[Rasch] Solving longitudinal puzzles with Rasch?
Iasonas Lamprianou
liasonas at cytanet.com.cy
Mon Dec 15 17:18:09 EST 2014
Thank you Mike,
indeed, interesting idea. I will try to work along those lines, and I hope I will get something useful out of it. Any additional ideas, anyone?
Jason
----- Original Message -----
From: "Mike Linacre" <mike at winsteps.com>
To: rasch at acer.edu.au
Sent: Friday, 12 December, 2014 10:03:25 AM
Subject: Re: [Rasch] Solving longitudinal puzzles with Rasch?
Thank you for asking, Iasonas.
You wrote: "This has the problem that the students are not really
"different" and there should be a lot of collinearity (dependence)."
This is an unease felt by many statisticians when faced with time-series
data. So, let's calibrate the unease by considering the best case and
the worst case situations.
Students do not repeat tests, but perhaps items on the tests are
classified by content area. Let's imagine so, and give each student
stronger and weaker content areas.
Best case: the students change so much every two months that they are
statistically unrecognizable. They usually have slightly higher overall
ability each time. Their stronger and weaker content areas change each
time. They become "new" students.
Worst case: the students do not change at all! We are testing the same
students again at the same ability levels. Their stronger and weaker
content areas do not change.
For convenience, let's imagine that the administration of tests to each
student is the same in both situations, so that the total number of
administrations of each item is the same in both situations.
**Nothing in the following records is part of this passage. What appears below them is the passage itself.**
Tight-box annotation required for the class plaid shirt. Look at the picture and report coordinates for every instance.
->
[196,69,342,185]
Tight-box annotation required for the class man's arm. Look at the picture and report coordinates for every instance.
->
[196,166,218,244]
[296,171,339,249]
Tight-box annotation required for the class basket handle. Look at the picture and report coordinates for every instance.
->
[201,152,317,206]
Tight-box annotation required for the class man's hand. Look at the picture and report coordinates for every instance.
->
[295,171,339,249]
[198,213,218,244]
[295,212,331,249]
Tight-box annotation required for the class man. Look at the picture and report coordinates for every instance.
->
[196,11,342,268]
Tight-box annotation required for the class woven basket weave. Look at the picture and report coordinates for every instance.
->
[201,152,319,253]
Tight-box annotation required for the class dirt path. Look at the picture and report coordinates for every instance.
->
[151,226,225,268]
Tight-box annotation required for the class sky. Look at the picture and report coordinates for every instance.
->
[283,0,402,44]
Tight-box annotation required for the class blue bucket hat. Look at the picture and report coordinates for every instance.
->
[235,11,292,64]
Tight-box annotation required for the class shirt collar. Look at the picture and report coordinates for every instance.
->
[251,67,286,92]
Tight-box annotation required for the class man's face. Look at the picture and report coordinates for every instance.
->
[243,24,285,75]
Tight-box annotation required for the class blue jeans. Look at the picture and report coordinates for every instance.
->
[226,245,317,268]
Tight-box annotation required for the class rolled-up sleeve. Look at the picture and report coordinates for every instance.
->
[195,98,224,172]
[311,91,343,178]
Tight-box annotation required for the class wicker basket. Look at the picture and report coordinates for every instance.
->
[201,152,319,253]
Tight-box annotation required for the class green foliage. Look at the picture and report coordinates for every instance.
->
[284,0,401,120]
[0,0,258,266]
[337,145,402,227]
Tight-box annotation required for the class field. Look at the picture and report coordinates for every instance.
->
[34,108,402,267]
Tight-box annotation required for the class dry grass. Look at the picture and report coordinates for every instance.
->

Let's speculate: if we were shown only the item statistics for the two
situations (without being told which is which), what differences would
we see?
Here's a speculation: the student abilities in the best case increase
during the year, so there will be relatively more successes later in the
year. The item p-values in the best case will be higher than the item
p-values in the worst case. But the "new" student abilities are also
increasing in the best case, so higher p-values do not mean easier items
in the Rasch sense. The two sets of item difficulties will be almost the
same! If we were only shown the two sets of item difficulties, we would
not know which is which (or have I missed something?)
Everyone: any thoughts or speculations (or data simulations) to help
Iasonas?
Mike L.
On 12/12/2014 14:29 PM, Iasonas Lamprianou wrote:
> Dear all,
> I need to solve a longitudinal puzzle. I would love to use Rasch (if
it is the most appropriate tool). My post is long, but my puzzle is complex!
> I have data from a computerized test. The students were allowed to
log in whenever they wanted to take any number of short tests.Each test
had 3-7 questions. Each test consists of different questions. There is
no cosnistent pattern as to which tests were completed by the students
(i.e. some students completed test A first but others would complete
test Z first). The tests are not of the same difficulty. The items
within a test are not of the same difficulty. The tests/items are not
calibrated. There are many thousands of students and tens of tests
(=hundreds of items). The teachers have a vague idea of the difficulty
of each test, so they tried to match the difficulty of the test with the
ability of the students. But of course, as I said, the tests are not
calibrated (so the teachers were not really sure how difficult each test
was), and they did not really have precise measures of the students
ability (but of course they knew their students). This practice lasted
for a whole year. Some students were more industrious, so they used log
in every week (any time during the month/year) and they used to take a
test. Others logged in once a month; and others only logged in once and
took only one test. Overall, the students have taken on average 4-5
tests (=15-20 items), at random time points across the year. However,
the ability of the students changed across the year. My question is how
can I use (if I can) the Rasch model to analyze the data? In effect, my
aim is: (a) to calibrate all the tests/items so that I can have an item
bank, and (b) estimate student abilities at the start and end of the
year (wherever possible) to measure progress. I am ready to assume that
item difficulties do not change (we do not alter the items) but student
abilities do change (hopefully improve) across time.
> I am not sure if this puzzle can be solved using Rasch models. I
thought that I could split the year in intervals of, say, 2 months.
Assume that the ability of each person during those two months is more
or less the same. Also assume that each person is a different version of
itself in the next two months. Then assume that item difficulties are
fixed. Then run the analysis with six times the number of students (each
two months the student "changes"). This has the problem that the
students are not really "different" and there should be a lot of
collinearity (dependence).
> Any idea will be values and considered to be significant.